The worksheet involved drawing various rectangles, swinging the unit-squares around to almost-but-not-quite make a square, adding another unit-square to complete the square. Next, she wrote out the formulas for the various rectangles and squares (2x4=8, 3squared=9, 3squared-1=8). Then, a little nudge to go further ... without drawing rectangles or squares, try figuring out 6x8 and its "near square" (which is 7x7).

After a few of these problems, she was asked to put the concept she had discovered in her own words. This resulted in much moaning and gnashing of teeth.
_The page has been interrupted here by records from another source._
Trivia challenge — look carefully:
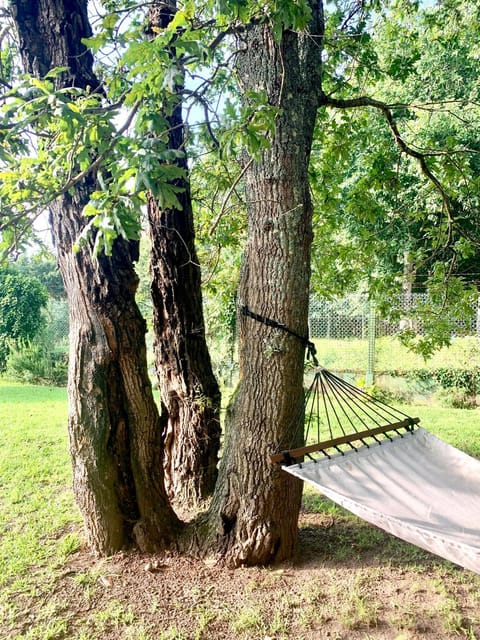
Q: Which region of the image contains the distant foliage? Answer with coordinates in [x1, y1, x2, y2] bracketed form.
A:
[407, 367, 480, 408]
[11, 253, 65, 299]
[0, 271, 48, 370]
[407, 368, 480, 396]
[5, 298, 69, 385]
[6, 342, 68, 386]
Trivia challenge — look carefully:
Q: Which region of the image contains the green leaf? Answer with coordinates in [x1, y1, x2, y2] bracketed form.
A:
[44, 67, 69, 79]
[81, 34, 107, 53]
[102, 12, 119, 30]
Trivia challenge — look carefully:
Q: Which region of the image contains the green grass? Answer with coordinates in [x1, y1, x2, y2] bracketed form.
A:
[1, 379, 480, 639]
[0, 382, 80, 631]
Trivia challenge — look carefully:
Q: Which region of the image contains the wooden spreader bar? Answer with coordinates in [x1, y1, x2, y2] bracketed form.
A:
[270, 417, 420, 465]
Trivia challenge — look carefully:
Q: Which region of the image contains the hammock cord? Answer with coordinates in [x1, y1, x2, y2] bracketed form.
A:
[239, 304, 417, 458]
[275, 366, 418, 460]
[300, 369, 417, 453]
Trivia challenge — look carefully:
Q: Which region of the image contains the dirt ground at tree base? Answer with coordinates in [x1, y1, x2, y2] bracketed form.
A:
[6, 511, 480, 640]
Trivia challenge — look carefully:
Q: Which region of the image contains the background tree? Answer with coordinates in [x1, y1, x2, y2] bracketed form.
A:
[12, 251, 66, 299]
[5, 251, 69, 384]
[309, 0, 480, 355]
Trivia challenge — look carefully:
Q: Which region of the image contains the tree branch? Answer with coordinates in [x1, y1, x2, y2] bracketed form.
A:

I suggested she tell me ("pretend I'm absolutely clueless -- how would you explain this to me?") then write out what she had said.
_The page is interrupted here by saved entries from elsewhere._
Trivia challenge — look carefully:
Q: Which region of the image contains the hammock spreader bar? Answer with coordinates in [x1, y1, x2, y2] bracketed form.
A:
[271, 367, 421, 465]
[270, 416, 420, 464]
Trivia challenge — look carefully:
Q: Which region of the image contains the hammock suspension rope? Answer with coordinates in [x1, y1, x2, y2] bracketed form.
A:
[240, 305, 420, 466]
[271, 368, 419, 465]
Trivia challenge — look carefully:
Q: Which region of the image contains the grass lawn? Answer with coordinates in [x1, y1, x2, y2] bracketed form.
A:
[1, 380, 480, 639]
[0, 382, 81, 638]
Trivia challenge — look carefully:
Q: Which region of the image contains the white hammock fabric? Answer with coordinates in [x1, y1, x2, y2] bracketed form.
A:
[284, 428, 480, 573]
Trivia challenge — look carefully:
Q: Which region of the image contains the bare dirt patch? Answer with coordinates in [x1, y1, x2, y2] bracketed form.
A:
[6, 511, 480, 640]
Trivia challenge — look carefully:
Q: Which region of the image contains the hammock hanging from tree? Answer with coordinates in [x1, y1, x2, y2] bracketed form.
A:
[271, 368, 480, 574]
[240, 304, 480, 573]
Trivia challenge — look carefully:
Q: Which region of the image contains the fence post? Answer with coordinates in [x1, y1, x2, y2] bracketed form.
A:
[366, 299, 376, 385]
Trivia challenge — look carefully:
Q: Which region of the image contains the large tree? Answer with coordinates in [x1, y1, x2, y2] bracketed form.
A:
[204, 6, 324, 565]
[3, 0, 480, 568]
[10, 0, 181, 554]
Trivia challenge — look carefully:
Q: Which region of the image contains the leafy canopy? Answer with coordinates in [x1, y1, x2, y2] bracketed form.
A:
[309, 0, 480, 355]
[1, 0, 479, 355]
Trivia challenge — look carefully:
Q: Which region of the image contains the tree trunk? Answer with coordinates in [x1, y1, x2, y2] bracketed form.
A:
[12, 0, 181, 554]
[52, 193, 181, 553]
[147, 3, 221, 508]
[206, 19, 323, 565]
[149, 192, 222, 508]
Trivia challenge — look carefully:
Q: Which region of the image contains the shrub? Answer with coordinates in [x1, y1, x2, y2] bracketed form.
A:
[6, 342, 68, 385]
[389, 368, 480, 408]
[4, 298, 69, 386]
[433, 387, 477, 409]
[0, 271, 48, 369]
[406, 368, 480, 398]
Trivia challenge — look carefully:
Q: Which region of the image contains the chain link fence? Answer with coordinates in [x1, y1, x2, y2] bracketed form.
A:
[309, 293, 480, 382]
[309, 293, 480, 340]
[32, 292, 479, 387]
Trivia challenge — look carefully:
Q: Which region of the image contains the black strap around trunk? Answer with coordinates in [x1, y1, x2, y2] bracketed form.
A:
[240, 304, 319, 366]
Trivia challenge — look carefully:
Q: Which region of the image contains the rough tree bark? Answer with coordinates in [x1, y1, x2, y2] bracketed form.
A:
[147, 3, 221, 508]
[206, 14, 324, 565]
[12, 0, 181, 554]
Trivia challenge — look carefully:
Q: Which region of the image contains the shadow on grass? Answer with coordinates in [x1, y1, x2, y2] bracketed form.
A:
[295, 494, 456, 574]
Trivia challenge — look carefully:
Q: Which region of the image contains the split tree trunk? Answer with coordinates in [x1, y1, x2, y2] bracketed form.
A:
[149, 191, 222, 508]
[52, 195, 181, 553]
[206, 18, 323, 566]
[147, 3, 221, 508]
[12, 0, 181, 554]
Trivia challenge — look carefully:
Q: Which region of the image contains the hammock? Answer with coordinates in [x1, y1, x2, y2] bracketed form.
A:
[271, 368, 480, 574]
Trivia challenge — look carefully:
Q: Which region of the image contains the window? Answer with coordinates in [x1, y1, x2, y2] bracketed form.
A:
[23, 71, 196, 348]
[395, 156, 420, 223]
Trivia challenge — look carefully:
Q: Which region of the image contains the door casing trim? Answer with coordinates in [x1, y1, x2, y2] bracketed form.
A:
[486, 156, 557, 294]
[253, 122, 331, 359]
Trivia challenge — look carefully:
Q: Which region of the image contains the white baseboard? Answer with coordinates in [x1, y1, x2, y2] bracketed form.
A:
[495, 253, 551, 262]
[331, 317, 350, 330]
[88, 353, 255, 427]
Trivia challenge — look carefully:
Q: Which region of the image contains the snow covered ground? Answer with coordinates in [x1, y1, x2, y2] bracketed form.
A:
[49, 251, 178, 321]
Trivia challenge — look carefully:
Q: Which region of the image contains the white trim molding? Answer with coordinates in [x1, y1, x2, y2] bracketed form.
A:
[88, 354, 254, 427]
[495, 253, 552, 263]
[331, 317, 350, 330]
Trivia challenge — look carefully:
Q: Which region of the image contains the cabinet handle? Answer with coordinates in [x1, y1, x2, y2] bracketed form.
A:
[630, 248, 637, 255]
Next, more complex problems -- apply the concept to equations like 19x21, 49x51. This would've worked better if she were better at basic multiplication (sigh). She kept muddling up place value.

Then, a drum roll for the final problem: (n-1)x(n+1). More weeping and wailing. She was sure she couldn't do it. I read over what she had so far. She had been using the term "the middle number" to explain how to work the problems, so I suggested that a lazy person wouldn't want to write out or say "the middle number" each and every time they wanted to refer to the middle number ... maybe they would call it TMN. And, if that person doesn't feel like even writing out TMN they might choose to simply call it ... N. Or maybe it's too much trouble to even capitalize, so it just becomes (yes, you've got it) n.


When Mr.V got home from work I announced the Kid1 had figured out (n+1)(n-1)=n squared - 1 (NB: obviously I need to figure out how to do exponents in this wordprocessing program before I write much more about this math program). Mr.V was blown away, totally excited. Of course, he was assuming that she had derived it algebraically. Upon finding that she hadn't, he insisted that we all spend the evening, yes, deriving (n+1)(n-1)=n squared -1.

Kid1 commented as she was brushing her teeth at bedtime that she doubted she would remember all that they went over. A lot of it was on the order of "what is chair times 1? Chair. What is cat times 1? Cat. Okay, so what is n times 1? N." And the more complex "chair times negative 1 is negative chair. Cat time negative 1 is negative cat. So what is n times negative 1?" And the slightly loopy "chair times chair is chair squared. Cat times cat is cat squared. My foot times my foot is what?" "Are we including your big toes in this? Because your big toes squared are sort of gross with that damaged toenail that's peeling off." It was sort of like being in an Italo Calvino short story, like something out of t zero .

At least, if you're slightly warped out on math it was.


JoVE said...

Hurray. So if we refuse to be driven nuts and the weather cooperates, eventually our kids will sit down and do complex math problems on their own for the pure joy of figuring them out (because the 'use' of that particular fact is probably not obvioius to her right now). I'm so glad. I suspected. Glad you held out. Congratulation.

Weaver Brewer & Fam said...

Two hoots for warped math! HOOT! HOOT!